Phosphodiesterase 4 inhibitors modulate β2-adrenoceptor agonist-induced human airway hyperresponsiveness

Chronic exposure of human isolated bronchi to β2-adrenergic agonists, especially fenoterol, potentiates smooth muscle contraction in response to endothelin-1 (ET-1), a peptide implicated in chronic inflammatory airway diseases. 5′-Cyclic adenosine monophosphate (cAMP) pathways are involved in fenoterol-induced hyperresponsiveness. The present study investigated whether chronic elevation of intracellular cAMP by other pathways than β2-adrenoceptor stimulation provokes bronchial hyperresponsiveness. Samples from eighteen human bronchi were sensitized to ET-1 by prolonged incubation with 0.1 μM fenoterol (15 h, 21 °C), or, under similar conditions, were incubated with a selective type-3 phosphodiesterase inhibitor (1 μM siguazodan), two selective type-4 phosphodiesterase inhibitors (0.1 μM rolipram and 0.1 μM cilomilast), a combination of fenoterol and rolipram (0.1 μM each) or of fenoterol and cilomilast (0.1 μM each). Rolipram and cilomilast, but not siguazodan, induced hyperresponsiveness (p < 0.01 and p < 0.05 vs. paired controls, respectively) similar to the fenoterol effect. Fenoterol-induced bronchial hyperresponsiveness was significantly enhanced by coincubation with cilomilast (p < 0.05 vs. fenoterol alone) but not with rolipram.
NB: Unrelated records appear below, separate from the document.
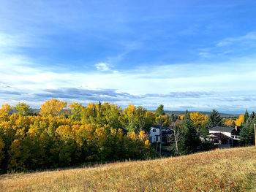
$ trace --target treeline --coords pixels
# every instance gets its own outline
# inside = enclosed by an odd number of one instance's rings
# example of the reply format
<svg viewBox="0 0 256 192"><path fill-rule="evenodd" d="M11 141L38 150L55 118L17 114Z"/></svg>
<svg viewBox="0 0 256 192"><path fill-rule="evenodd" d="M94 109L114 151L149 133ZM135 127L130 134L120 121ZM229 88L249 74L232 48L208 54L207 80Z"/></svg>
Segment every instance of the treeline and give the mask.
<svg viewBox="0 0 256 192"><path fill-rule="evenodd" d="M176 155L209 149L208 129L217 126L241 126L239 144L254 144L255 112L246 111L237 119L225 119L214 110L209 115L188 111L181 116L165 115L163 107L160 105L154 112L129 104L122 110L108 102L84 107L52 99L34 114L25 103L3 105L0 172L154 157L156 146L148 140L149 128L160 122L172 128L168 142ZM15 113L10 115L12 110ZM182 123L176 123L177 120Z"/></svg>
<svg viewBox="0 0 256 192"><path fill-rule="evenodd" d="M0 169L33 170L86 161L143 159L155 155L146 132L156 115L142 107L52 99L38 115L24 103L0 110ZM17 113L10 115L11 109Z"/></svg>

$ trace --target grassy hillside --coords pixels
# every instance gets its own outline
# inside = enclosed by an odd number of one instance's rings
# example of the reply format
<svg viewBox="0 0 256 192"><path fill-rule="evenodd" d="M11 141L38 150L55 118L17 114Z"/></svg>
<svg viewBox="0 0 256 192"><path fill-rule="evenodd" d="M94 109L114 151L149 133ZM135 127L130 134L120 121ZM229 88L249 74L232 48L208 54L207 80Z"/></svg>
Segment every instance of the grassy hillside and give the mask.
<svg viewBox="0 0 256 192"><path fill-rule="evenodd" d="M0 176L1 191L256 191L256 147Z"/></svg>

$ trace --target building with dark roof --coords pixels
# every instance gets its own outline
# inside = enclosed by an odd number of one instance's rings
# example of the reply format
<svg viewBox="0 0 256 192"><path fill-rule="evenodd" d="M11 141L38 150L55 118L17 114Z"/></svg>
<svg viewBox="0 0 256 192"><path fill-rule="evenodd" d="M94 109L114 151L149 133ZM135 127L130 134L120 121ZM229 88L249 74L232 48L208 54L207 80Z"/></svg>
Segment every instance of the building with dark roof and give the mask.
<svg viewBox="0 0 256 192"><path fill-rule="evenodd" d="M231 147L240 140L240 127L215 126L209 129L210 137L218 147Z"/></svg>

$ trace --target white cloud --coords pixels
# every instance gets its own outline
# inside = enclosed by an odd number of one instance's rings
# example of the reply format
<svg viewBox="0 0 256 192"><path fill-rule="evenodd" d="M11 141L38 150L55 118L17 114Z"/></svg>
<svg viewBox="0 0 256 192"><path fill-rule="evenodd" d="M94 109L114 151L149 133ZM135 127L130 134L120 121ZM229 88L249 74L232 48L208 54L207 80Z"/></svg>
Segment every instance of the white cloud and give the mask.
<svg viewBox="0 0 256 192"><path fill-rule="evenodd" d="M230 45L235 42L241 42L241 43L250 43L252 42L255 42L256 41L256 32L252 31L249 32L246 35L226 38L219 42L217 44L217 47L223 47L227 45Z"/></svg>
<svg viewBox="0 0 256 192"><path fill-rule="evenodd" d="M110 69L109 64L106 63L99 63L95 65L96 68L99 71L109 71Z"/></svg>

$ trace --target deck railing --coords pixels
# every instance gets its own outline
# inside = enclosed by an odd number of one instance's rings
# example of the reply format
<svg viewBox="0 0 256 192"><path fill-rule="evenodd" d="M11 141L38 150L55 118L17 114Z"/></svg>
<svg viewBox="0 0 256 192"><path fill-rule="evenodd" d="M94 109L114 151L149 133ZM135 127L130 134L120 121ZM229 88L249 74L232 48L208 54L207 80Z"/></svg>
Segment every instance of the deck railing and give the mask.
<svg viewBox="0 0 256 192"><path fill-rule="evenodd" d="M240 136L239 135L231 135L231 137L234 139L240 140Z"/></svg>

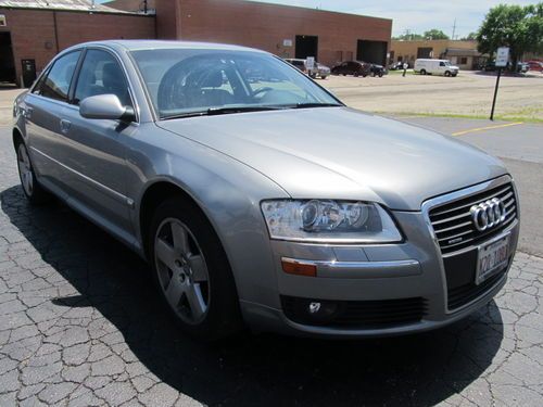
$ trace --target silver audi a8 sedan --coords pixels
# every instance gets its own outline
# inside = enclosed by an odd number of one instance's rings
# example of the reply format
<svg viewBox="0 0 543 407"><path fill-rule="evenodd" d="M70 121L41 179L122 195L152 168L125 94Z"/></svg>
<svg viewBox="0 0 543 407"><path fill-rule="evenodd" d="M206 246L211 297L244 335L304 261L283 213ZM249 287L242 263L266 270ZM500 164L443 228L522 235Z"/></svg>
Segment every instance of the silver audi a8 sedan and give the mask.
<svg viewBox="0 0 543 407"><path fill-rule="evenodd" d="M55 195L146 258L201 339L443 327L492 300L515 254L498 160L349 109L263 51L79 44L13 115L28 201Z"/></svg>

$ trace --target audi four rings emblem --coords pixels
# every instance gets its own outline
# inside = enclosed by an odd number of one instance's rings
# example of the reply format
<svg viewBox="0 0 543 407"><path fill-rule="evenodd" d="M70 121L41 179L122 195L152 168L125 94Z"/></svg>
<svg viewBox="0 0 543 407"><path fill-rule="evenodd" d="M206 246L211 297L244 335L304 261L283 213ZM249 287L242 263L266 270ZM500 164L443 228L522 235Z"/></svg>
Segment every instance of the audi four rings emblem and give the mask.
<svg viewBox="0 0 543 407"><path fill-rule="evenodd" d="M480 232L505 220L505 205L498 198L473 205L469 212L476 229Z"/></svg>

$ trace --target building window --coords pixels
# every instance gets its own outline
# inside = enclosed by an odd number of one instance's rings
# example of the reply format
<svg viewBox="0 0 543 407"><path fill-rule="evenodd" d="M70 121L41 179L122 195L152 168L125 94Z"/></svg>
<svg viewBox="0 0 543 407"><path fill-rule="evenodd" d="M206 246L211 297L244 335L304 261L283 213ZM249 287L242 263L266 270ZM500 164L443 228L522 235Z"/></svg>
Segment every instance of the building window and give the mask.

Our results suggest that prolonged activation of intracellular cAMP through phosphodiesterase 4 inhibition induces hyperresponsiveness to ET-1 in human isolated bronchi. However, differences in subcellular localization of phosphodiesterase 4 may provoke divergent responsiveness patterns when human bronchi are continuously exposed to selective phosphodiesterase inhibitors with or without β2-adrenergic agonists.